Оборотень - Олег Приходько
Шрифт:
Интервал:
Закладка:
Прокурор уже выставил кушетку в прихожую и робких возражений Акинфиева не принимал.
— Лифт не работает, — напомнил без пяти минут владелец антиквариата.
— А он никогда не работает, — обрадовал хозяин. — Жэк таким образом компенсирует злостную неуплату за жилье. Берись покрепче!
Кушетка была добротной, сработанной в начале века, с резными ножками, которые Акинфиеву больше всего нравились.
— Отложим до понедельника? — ухватился за соломинку Александр Григорьевич.
— Понедельник сам по себе день тяжелый. Где ты так набрался, Акинфий?
— С Юркой Фирманом в пельменную зашли, — смущенно признался страдалец и, дабы не потерять лицо, резво ухватился за резную ножку: — Потащили!
С пятого по третий этажи лестница не освещалась — кто-то позаимствовал лампочки «для дома, для семьи». Довгаль споткнулся и выронил ношу, одна из резных ножек отвалилась.
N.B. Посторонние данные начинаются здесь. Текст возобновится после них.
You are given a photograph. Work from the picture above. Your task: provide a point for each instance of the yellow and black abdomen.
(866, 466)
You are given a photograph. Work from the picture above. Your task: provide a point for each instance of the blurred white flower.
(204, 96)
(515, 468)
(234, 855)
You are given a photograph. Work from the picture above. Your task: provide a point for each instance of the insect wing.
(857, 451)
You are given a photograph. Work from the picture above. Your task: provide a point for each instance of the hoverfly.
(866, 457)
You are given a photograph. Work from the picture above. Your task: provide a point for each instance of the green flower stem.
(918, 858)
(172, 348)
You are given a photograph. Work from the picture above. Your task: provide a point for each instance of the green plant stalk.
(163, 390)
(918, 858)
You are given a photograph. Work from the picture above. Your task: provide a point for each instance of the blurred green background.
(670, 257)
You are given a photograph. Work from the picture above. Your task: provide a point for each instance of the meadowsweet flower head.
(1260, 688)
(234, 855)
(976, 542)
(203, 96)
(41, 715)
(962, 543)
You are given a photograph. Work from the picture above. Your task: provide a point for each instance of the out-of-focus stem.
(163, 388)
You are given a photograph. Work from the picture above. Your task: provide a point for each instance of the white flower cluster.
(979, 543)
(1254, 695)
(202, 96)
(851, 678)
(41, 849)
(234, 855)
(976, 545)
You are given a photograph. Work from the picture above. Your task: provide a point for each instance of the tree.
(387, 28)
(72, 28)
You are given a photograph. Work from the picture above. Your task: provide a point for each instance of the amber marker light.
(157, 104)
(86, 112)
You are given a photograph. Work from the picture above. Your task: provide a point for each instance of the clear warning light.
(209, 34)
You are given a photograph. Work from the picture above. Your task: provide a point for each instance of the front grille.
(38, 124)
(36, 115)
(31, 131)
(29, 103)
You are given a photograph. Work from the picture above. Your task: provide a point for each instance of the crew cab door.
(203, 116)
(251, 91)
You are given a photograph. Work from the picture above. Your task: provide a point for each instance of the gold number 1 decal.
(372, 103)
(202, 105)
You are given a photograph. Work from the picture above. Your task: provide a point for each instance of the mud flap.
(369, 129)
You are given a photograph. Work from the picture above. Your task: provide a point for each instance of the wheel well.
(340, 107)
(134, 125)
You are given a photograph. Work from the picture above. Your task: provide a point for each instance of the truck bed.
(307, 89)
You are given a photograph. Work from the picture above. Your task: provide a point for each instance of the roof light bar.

Довгаль вернулся за инструментом и тут же, на лестнице, приятели стали эту ножку присобачивать по новой (Акинфиев грешным делом подумал, не лучше ли подложить вместо нее пару кирпичей). Наконец произведение мебельного искусства вынесли во двор, новый хозяин отправился на мостовую выбирать грузовик, а старый сел на свою бывшую собственность и закурил.
— Уезжаете, Владимир Борисович? — поинтересовался сосед Довгаля, который вышел прогуливать собачку.
— Не дождетесь, — не слишком любезно ответил Довгаль.
И тут в качестве финального аккорда милый песик задрал над злополучной кушеткой ногу.
На этом, однако, мебельные мытарства не кончились.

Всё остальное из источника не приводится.